4. K-NN Classification for Gold Price Analysis#
In this step, I used the K-NN model to predict whether the gold price would increase or decrease. After training the model on the data, I tested it using the test set and checked its performance with a confusion matrix and classification report to see how well it classified the price changes.
4.1 Model Training and Prediction (K-NN)#
k = 5 # Number of neighbors
knn = KNeighborsClassifier(n_neighbors=k)
knn.fit(X_train_scaled, y_train_classification)
# Predict on the test set
y_pred_knn = knn.predict(X_test_scaled)
4.2 Evaluation and Visualization (K-NN)#
# Evaluate the model
conf_matrix = confusion_matrix(y_test_classification, y_pred_knn)
class_report = classification_report(y_test_classification, y_pred_knn)

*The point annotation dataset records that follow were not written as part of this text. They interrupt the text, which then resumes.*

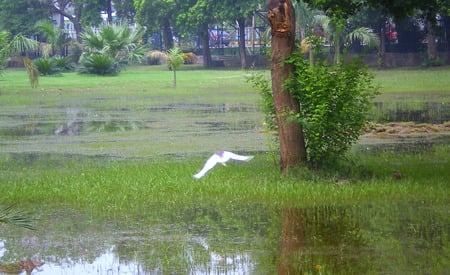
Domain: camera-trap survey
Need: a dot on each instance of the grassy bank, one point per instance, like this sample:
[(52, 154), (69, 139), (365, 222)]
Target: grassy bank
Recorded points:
[(142, 140), (128, 186)]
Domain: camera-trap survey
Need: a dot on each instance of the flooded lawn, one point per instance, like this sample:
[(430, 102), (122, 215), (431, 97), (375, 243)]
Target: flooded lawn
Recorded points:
[(396, 238), (408, 237)]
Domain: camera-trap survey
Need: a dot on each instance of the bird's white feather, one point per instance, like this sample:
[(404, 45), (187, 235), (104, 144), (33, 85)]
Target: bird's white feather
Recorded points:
[(220, 157)]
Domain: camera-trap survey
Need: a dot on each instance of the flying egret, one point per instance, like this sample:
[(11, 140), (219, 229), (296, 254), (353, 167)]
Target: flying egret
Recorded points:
[(220, 157)]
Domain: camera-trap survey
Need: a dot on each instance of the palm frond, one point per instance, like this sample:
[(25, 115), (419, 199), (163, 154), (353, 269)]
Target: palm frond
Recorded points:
[(15, 217), (21, 44)]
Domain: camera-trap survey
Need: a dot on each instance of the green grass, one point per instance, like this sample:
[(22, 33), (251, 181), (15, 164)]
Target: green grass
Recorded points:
[(416, 80), (120, 168)]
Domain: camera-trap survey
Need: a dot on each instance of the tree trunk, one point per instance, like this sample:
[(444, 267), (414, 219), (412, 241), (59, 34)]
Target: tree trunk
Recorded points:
[(204, 34), (242, 52), (167, 35), (431, 43), (292, 144), (382, 47)]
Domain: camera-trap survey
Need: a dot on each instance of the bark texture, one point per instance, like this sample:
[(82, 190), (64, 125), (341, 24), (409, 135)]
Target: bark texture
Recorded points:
[(281, 16)]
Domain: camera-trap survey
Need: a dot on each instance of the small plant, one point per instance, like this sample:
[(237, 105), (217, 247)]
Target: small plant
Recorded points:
[(46, 66), (175, 60), (189, 58), (100, 64), (63, 63), (156, 57), (15, 217)]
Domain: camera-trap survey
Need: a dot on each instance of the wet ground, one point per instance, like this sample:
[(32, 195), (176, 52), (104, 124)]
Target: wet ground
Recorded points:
[(396, 238)]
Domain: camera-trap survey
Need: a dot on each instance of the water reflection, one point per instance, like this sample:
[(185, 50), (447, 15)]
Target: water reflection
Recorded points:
[(395, 238)]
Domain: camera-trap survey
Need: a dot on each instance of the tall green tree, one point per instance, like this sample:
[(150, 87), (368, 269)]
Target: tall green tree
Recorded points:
[(157, 15), (56, 37), (198, 15), (117, 41), (81, 13), (19, 16), (282, 19), (15, 47), (125, 10), (241, 13)]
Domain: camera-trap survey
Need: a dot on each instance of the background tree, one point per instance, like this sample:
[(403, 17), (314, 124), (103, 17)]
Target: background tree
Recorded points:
[(15, 47), (56, 37), (157, 15), (125, 10), (241, 13), (197, 15), (282, 20), (80, 13), (25, 14)]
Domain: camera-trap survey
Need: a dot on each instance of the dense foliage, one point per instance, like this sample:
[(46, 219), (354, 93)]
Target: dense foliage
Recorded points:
[(334, 101)]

print("K-NN Classification - Confusion Matrix:")
print(conf_matrix)
print("\nClassification Report:")
print(class_report)
K-NN Classification - Confusion Matrix:
[[2 3]
[2 2]]
Classification Report:
precision recall f1-score support
0 0.50 0.40 0.44 5
1 0.40 0.50 0.44 4
accuracy 0.44 9
macro avg 0.45 0.45 0.44 9
weighted avg 0.46 0.44 0.44 9
4.3 Graph#
# Visualize Confusion Matrix
plt.figure(figsize=(8, 6))
sns.heatmap(conf_matrix, annot=True, fmt='d', cmap='Blues', xticklabels=['Decrease', 'Increase'], yticklabels=['Decrease', 'Increase'])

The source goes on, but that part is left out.